97/0094 du 11 novembre 1997; PS 96/0176 du 16 janvier 1997; PS 94/0385 du 5

décembre 1994 et PS 93/0325 du 28 juin 1994). Au besoin, la bourse doit ainsi

couvrir, en plus du coût des études (v. art. 12 RAE), la part des dépenses

d'entretien et de logement du requérant que ce dernier et sa famille ne sont

pas en mesure d'assumer. Ceci implique que l'insuffisance du revenu familial

par rapport aux charges soit répartie entre les différents membres de la

famille, l'aide aux études et à la formation professionnelle n'ayant pas pour

but de pourvoir à l'entretien de toute la famille (v. BGC, septembre 1973, p.

1240.

à 1241). Selon l'art. 11 RAE, cette répartition s'opère à raison d'une

part par parent, une part par enfant en scolarité obligatoire et deux parts

pour chaque enfant en formation. Appliquée par analogie, cette règle conduit en

l'occurrence à répartir l'insuffisance du revenu familial à raison de deux

parts pour le recourant et une pour son épouse.

L'allocation

complémentaire qui doit permettre de compenser la part de l'insuffisance du

revenu familial afférente au requérant s'élèvent donc en l'espèce à 5'800 fr.

(deux tiers de 8'700 fr.). C'est ce montant qu'il incombera à l'office de

verser au recourant, en plus du coût des études.

6.

S'agissant de ce

dernier, la décision attaquée ne le fixe pas, et les documents figurant au

dossier ne permettent pas de le déterminer avec exactitude. Selon un document

interne de l'office (procès-verbal de calculation du 13 novembre 1998), les

frais de formation du recourant s'élèveraient à 3'650 fr. par an, auxquels il

faudrait ajouter 2'000 fr. à titre de frais de logement, pension ou repas et

550.

fr. de frais de transport.

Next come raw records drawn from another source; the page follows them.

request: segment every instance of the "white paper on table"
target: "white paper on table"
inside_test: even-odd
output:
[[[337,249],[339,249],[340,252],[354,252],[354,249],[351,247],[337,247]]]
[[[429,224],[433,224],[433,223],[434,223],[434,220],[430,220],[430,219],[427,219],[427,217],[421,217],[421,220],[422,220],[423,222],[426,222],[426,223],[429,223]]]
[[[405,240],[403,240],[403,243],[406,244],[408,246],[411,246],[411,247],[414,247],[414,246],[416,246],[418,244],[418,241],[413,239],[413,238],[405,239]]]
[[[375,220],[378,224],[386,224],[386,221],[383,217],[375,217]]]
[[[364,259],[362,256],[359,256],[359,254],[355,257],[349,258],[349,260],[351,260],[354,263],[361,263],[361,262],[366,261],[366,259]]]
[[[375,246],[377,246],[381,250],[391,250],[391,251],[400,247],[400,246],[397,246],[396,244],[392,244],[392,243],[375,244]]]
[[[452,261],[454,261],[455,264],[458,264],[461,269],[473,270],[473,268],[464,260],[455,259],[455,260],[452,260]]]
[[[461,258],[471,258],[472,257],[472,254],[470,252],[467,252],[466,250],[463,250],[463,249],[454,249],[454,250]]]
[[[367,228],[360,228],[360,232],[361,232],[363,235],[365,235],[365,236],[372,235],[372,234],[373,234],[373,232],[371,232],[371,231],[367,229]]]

Si ce dernier chiffre correspond au forfait

prévu par les directives pour les boursiers qui utilisent les transports

urbains sur une courte distance, on ne s'explique en revanche pas le montant de

2'000 fr. dès lors que le recourant habite et étudie dans la même ville. Il

convient dès lors de renvoyer la cause à l'office, afin qu'il détermine

exactement les frais d'études à prendre en charge.

Dispositif

Par ces motifs

le Tribunal administratif

arrête:

I. Le recours est

admis.

II. La décision de

l'Office cantonal des bourses d'études et d'apprentissage du 17 novembre 1998

est annulée.

III. La cause est

renvoyée à cette autorité pour nouvelle décision dans le sens des considérants.

IV. Les frais sont

laissés à la charge de l'Etat, l'avance de 100 (cent) francs effectuée par le

recourant lui étant restituée.

Lausanne, le 11 octobre 1999/gz

Le

président:

Le présent arrêt est notifié :

- au recourant A.________, personnellement

- à l'Office cantonal des bourses d'études et d'apprentissage.